Airlines are more likely to accept responsibility and pay up for lost or damaged luggage if you report the problem straightaway. Before leaving the luggage reclaim hall, go to the airline desk where you'll be given a copy of the Property Irregularity Report (PIR) that's used by airline staff to record the details. While this isn't a legal requirement, and there maybe a reason why it's not possible to get one (an unmanned desk at a small airport, for example) you're still entitled to claim. But without a PIR, the process is likely to be more of an uphill battle.
As well as personal and flight details, you'll need to give an accurate description of a missing bag, recording any distinguishing features. A good tip (for the highly organised) is to keep a photo of your luggage on your phone in case you ever need to make this sort of report. Photographic evidence can also help if you are reporting damaged luggage. Write to the airline, enclosing the a copy of the PIR, within seven days of the flight.
If your luggage turns up a day or two late, it's up to the airline to make arrangements for getting it to you as efficiently as possible, but where luggage doesn't show up, you should be able to monitor it through the tracing procedure, either by contacting baggage services at the airport, the airline's central department or by logging into an online baggage-tracing page with a reference number. This reference will relate to the luggage receipt usually attached to your passport or boarding card at check-in or bag-drop, so you'll need to keep it to hand. If there's no sign of it after three weeks, the bag will be declared lost.
If your bag has gone missing on the outward flight and you find you're on holiday with no possessions, airlines are obliged to cover costs of "essential items". However, this definition can be a sticking point when it comes to compensation. Depending on the attitude of the airline, it may argue that "essential items" are classified as toiletries, underwear or laundry costs rather than a brand new outfit. Ask the airline what its policy is and keep receipts for anything you buy. A potential complication is when your bag has been transferred to another one or two airlines within a single journey. In this case it makes sense to claim from the last one flown, as it's this airline which usually handles the claim.
Compensation usually comes in the form of an upfront cash payment, a fixed daily budget or remittance once your claim and receipts have been submitted. Note that your expenses claim must be sent to the airline's customer relations department within 21 days of recovering a delayed bag. Depending on various factors such as how complicated your claim is, and the time of year, it may take as long as a couple of months to process.

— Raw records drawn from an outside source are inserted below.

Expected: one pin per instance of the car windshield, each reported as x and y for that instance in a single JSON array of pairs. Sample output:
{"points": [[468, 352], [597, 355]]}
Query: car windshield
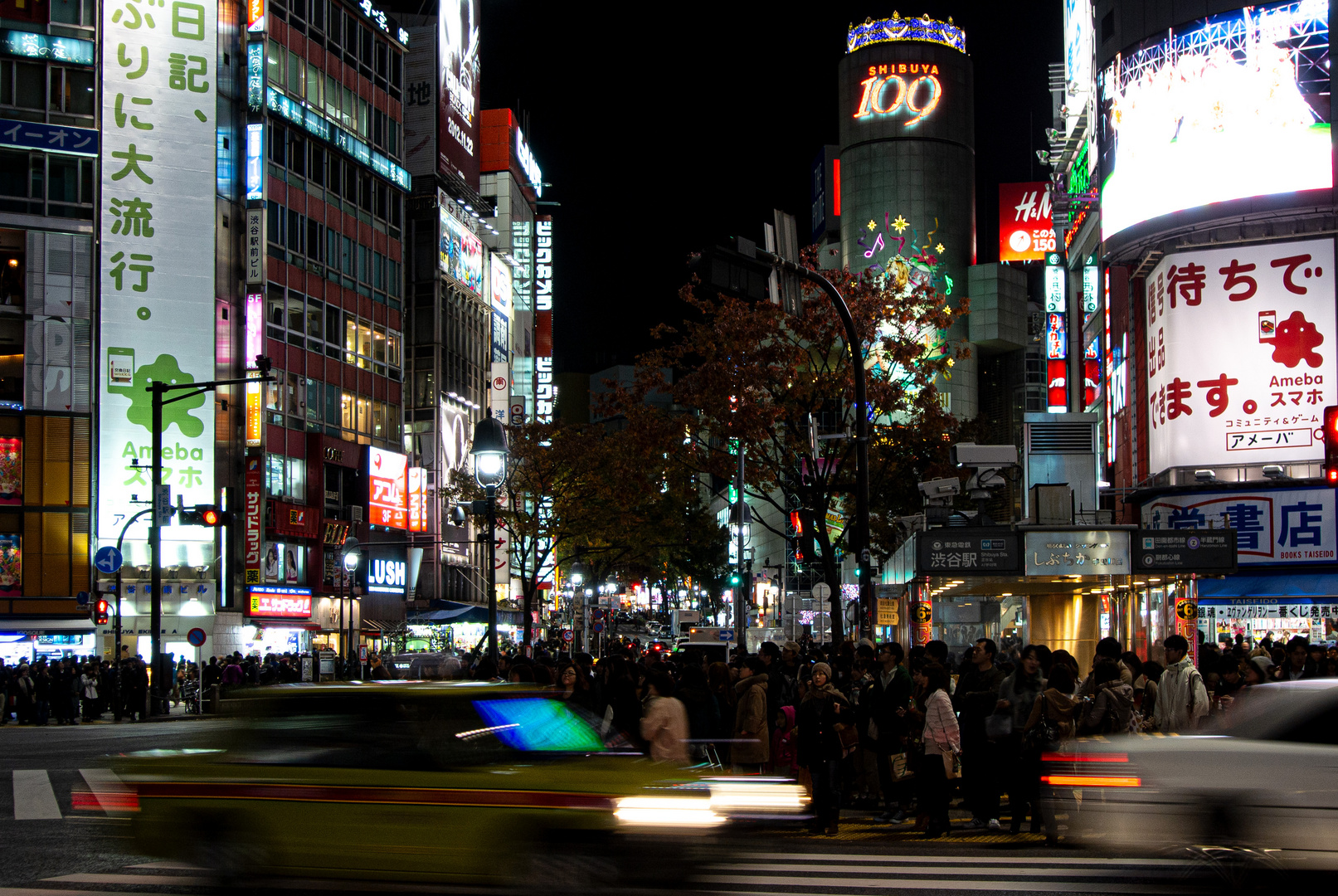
{"points": [[430, 729]]}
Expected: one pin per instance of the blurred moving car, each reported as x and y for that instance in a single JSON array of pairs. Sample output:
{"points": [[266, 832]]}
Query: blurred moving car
{"points": [[466, 782], [1265, 782]]}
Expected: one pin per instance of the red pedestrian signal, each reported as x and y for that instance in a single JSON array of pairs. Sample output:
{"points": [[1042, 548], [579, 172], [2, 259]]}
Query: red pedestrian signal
{"points": [[1331, 446]]}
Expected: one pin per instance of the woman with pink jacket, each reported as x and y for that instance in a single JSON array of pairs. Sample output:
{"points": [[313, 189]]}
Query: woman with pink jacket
{"points": [[942, 747]]}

However, you're likely to find the airline tries to pass the buck by suggesting you take the issue of compensation up with your travel insurer. Depending on your policy, you may get a higher level of cover this way (the maximum payout from an airline is around £1,000 ($A1,929), but it's unlikely to be anything like this much, in reality). Be sure to check your insurer's excess charge and small print first - some policies provide minimal or no cover for luggage while in the care of an airline.